I'd say create one queue for requests whose response is needed to update the user interface, and keep its queue very small. If this queue gets too big, notify the user.
For real background tasks keep a separate pool, with a longer queue, but not infinite. Define graceful behavior for this pool when it grows or when the user wants to quit but there are tasks left, what should happen?
In general, network latencies are easily orders of magnitude higher than anything that can be happening in regards to memory allocation or thread management on the client side. So, as a general rule, if you are running into a performance bottle neck, look first and foremost to the networking link.
If the issue is that your server simply can not keep up with the requests from the clients, bumping up the threads on the client side is not going to help matters: you'll simply progress from having 8 threads waiting to get a response to more threads waiting (and you may even aggravate the server side issues by increasing its load due to higher number of connections it is managing).
Both of the concurrent queues in JDK are high performers; the choice really boils down to usage semantics. If you have non-blocking plumbing, then it is more natural to use the non-blocking queue. IF you don't, then using the blocking queues makes more sense. (You can always specify Integer.MAX_VALUE as the limit). If FIFO processing is not a requirement, make sure you do not specify fair ordering as that will entail a substantial performance hit.

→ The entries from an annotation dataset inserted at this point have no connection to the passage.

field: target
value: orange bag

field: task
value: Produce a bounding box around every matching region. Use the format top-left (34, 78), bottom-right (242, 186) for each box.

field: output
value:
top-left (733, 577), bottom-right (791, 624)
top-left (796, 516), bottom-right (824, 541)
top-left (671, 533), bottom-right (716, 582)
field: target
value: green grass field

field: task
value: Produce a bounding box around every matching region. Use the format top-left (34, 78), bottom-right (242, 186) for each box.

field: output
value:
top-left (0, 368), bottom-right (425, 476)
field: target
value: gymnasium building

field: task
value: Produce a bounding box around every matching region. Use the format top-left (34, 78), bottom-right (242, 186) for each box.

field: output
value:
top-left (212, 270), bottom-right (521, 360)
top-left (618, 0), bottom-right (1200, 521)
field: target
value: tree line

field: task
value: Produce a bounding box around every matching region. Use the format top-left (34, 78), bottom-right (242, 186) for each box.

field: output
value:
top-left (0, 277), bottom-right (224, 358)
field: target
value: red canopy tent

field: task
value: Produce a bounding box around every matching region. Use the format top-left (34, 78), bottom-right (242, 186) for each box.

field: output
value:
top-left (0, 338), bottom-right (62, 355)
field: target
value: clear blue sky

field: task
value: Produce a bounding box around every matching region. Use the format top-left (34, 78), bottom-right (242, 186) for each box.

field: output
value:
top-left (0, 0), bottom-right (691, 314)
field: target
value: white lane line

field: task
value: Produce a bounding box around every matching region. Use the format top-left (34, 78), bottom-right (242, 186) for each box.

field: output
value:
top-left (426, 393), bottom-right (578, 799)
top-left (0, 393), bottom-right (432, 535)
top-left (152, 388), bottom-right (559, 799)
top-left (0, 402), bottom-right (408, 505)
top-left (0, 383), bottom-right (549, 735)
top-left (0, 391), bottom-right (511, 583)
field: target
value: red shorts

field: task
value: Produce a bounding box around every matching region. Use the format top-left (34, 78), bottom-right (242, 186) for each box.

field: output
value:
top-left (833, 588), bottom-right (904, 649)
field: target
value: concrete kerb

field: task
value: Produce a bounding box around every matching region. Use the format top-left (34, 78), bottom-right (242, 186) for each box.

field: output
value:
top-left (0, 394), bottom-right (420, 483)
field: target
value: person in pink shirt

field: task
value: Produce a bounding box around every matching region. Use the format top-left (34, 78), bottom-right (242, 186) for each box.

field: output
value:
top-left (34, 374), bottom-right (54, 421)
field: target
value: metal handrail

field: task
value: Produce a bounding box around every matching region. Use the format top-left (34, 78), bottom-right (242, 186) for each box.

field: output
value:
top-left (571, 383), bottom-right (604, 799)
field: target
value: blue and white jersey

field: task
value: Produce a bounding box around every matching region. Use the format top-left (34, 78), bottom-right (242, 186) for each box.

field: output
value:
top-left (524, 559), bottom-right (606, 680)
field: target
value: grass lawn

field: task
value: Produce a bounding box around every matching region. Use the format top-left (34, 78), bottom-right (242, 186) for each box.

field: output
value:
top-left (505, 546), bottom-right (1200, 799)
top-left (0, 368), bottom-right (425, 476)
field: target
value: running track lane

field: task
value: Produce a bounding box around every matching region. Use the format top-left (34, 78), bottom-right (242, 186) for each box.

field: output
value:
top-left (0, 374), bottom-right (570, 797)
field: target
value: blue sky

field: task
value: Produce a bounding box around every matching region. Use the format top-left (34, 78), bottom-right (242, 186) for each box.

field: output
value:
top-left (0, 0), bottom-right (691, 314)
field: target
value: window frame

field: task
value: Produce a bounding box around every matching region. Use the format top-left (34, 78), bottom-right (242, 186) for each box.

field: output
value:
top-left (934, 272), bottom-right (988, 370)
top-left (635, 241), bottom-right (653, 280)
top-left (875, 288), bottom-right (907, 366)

As alphazero said, if you've got a bottleneck, your number of client side waiting jobs will continue to grow regardless of what approach you use.
The real question is how you want to deal with the bottleneck. Or more correctly, how you want your users to deal with the bottleneck.
If you use an unbounded queue, then you don't get feedback that the bottleneck has occurred. And in some applications, this is fine: if the user is kicking off asynchronous tasks, then there's no need to report a backlog (assuming it eventually clears). However, if the user needs to wait for a response before doing the next client-side task, this is very bad.
If you use LinkedBlockingQueue.offer() on a bounded queue, then you'll immediately get a response that says the queue is full, and can take action such as disabling certain application features, popping a dialog, whatever. This will, however, require more work on your part, particularly if requests can be submitted from multiple places. I'd suggest, if you don't have it already, you create a GUI-aware layer over the server queue to provide common behavior.
And, of course, never ever call LinkedBlockingQueue.put() from the event thread (unless you don't mind a hung client, that is).
Why not create an unbounded queue, but reject tasks (and maybe even inform the user that the server is busy (app dependent!)) when the queue reaches a certain size? You can then log this event and find out what happened on the server side for the backup to occur, Additionally, unless you are connecting to a multiple remote servers there is probably not much point having more than a couple of threads in the pool, although this does depend on your app and what it does and who it talks to.
Having an unbounded pool is usually dangerous as it generally doesn't degrade gracefully. Better to log the problem, raise an alert, prevent further actions being queued and figure out how to scale the server side, if the problem is there, to prevent this happening again.